Bindings—Congress finds that—

(1) in enacting the Americans with Disabilities Act of 1990 (ADA), Congress intended that the Act "provide a clear and comprehensive national mandate for the elimination of discrimination against individuals with disabilities" and provide broad coverage;

(2) in enacting the ADA, Congress recognized that physical and mental disabilities in no way diminish a person's right to fully participate in all aspects of society, but that people with physical or mental disabilities are frequently precluded from doing so because of prejudice, antiquated attitudes, or the failure to remove societal and institutional barriers;

(3) while Congress expected that the definition of disability under the ADA would be interpreted consistently with how courts had applied the definition of a handicapped individual under the Rehabilitation Act of 1973, that expectation has not been fulfilled;

(4) the holdings of the Supreme Court in Sutton v. United Air Lines, Inc., 527 U.S. 471 (1999) and its companion cases have narrowed the broad scope of protection intended to be afforded by the ADA, thus eliminating protection for many individuals whom Congress intended to protect;

(5) the holding of the Supreme Court in Toyota Motor Manufacturing, Kentucky, Inc. v. Williams, 534 U.S. 184 (2002) further narrowed the broad scope of protection intended to be afforded by the ADA;

(6) as a result of these Supreme Court cases, lower courts have incorrectly found in individual cases that people with a range of substantially limiting impairments are not people with disabilities;

(7) in particular, the Supreme Court, in the case of Toyota Motor Manufacturing, Kentucky, Inc. v. Williams, 534 U.S. 184 (2002), interpreted the term "substantially limits" to require a greater degree of limitation than was intended by Congress; and

(8) Congress finds that the current Equal Employment Opportunity Commission ADA regulations defining the term "substantially limits" as "significantly restricted" are inconsistent with congressional intent, by expressing too high a standard.

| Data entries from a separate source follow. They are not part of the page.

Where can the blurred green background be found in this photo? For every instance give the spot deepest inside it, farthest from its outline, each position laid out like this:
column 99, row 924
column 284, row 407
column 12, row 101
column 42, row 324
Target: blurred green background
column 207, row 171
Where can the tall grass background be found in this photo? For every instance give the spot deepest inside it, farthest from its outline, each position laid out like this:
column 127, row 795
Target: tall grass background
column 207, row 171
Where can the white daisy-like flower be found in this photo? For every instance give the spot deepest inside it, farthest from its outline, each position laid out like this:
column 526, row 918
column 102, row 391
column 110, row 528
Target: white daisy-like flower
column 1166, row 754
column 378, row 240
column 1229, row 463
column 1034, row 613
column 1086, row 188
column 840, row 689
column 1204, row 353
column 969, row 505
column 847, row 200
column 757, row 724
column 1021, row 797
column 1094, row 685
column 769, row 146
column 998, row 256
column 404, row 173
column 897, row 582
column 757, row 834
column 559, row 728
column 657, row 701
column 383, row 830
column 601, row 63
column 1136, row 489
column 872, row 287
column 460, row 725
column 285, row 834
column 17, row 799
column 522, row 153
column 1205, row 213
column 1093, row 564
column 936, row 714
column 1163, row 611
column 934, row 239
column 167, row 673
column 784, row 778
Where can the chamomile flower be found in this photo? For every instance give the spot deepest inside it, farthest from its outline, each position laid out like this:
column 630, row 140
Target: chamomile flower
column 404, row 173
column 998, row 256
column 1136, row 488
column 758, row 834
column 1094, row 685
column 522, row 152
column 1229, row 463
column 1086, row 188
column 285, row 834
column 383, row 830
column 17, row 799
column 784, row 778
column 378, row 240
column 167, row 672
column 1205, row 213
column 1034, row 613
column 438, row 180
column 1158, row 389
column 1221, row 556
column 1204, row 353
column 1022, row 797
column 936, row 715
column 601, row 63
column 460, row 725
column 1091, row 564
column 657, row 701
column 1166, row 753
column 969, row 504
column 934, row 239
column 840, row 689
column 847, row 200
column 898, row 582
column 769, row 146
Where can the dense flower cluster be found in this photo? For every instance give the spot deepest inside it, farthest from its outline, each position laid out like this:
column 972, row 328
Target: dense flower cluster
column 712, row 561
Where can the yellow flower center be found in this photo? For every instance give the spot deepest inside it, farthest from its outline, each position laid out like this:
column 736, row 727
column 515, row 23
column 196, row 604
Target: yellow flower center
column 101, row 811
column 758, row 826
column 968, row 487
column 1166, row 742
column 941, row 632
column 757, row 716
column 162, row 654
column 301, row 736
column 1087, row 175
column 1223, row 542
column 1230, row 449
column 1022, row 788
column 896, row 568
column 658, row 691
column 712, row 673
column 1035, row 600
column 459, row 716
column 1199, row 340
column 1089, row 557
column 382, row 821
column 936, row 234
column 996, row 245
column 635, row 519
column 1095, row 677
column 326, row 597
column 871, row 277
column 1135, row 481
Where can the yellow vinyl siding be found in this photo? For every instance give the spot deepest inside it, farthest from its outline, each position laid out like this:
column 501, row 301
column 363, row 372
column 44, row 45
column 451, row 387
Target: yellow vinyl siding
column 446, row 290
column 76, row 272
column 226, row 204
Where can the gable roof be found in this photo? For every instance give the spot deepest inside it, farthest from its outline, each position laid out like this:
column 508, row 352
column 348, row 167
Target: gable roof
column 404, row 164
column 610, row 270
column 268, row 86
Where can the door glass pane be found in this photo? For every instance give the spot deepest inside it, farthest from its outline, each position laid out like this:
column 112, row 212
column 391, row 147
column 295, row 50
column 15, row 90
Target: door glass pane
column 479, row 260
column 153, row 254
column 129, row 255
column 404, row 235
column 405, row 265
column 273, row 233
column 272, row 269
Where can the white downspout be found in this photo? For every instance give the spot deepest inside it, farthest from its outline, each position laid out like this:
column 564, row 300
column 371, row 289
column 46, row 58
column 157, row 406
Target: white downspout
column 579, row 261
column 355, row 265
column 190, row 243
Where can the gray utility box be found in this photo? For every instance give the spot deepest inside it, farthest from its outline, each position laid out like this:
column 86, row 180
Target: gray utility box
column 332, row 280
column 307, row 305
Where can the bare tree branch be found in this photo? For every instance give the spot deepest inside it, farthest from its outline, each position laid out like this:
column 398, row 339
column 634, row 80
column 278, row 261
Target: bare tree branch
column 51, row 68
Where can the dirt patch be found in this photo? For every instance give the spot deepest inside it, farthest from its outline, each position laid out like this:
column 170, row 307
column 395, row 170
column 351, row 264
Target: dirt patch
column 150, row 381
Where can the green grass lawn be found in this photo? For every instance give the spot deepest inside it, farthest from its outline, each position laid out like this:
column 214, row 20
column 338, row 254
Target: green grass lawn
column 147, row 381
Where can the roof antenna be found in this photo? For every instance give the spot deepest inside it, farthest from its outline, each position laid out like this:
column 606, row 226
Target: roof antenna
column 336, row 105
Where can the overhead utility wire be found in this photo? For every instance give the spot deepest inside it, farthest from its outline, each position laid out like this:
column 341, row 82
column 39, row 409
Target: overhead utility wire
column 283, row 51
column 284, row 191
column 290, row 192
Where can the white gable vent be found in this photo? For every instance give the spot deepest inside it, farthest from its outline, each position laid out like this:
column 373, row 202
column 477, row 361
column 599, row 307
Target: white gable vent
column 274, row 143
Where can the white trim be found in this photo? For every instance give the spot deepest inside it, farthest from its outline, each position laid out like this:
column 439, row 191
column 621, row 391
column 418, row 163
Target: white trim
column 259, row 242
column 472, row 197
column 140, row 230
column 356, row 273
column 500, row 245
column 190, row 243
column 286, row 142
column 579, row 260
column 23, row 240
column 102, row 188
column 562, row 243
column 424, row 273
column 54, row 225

LegalSpeak: Congressional Findings for the Lily Ledbetter Act— SEC. 2. FINDINGS.

Congress finds the following—

(1) The Supreme Court in Ledbetter v. Goodyear Tire & Rubber Co., 550 U.S. 618 (2007), significantly impairs statutory protections against discrimination in compensation that Congress established and that have been bedrock principles of American law for decades. The Ledbetter decision undermines those statutory protections by unduly restricting the time period in which victims of discrimination can challenge and recover for discriminatory compensation decisions or other practices, contrary to the intent of Congress.

(2) The limitation imposed by the Court on the filing of discriminatory compensation claims ignores the reality of wage discrimination and is at odds with the robust application of the civil rights laws that Congress intended.

(3) With regard to any charge of discrimination under any law, nothing in this Act is intended to preclude or limit an aggrieved person's right to introduce evidence of an unlawful employment practice that has occurred outside the time for filing a charge of discrimination.

(4) Nothing in this Act is intended to change current law treatment of when pension distributions are considered paid.

Lily Ledbetter was the plaintiff in the case, who sued for discrimination after she found out that she received less pay than male counterparts. However, the Court ruled that many of her claims were time-barred.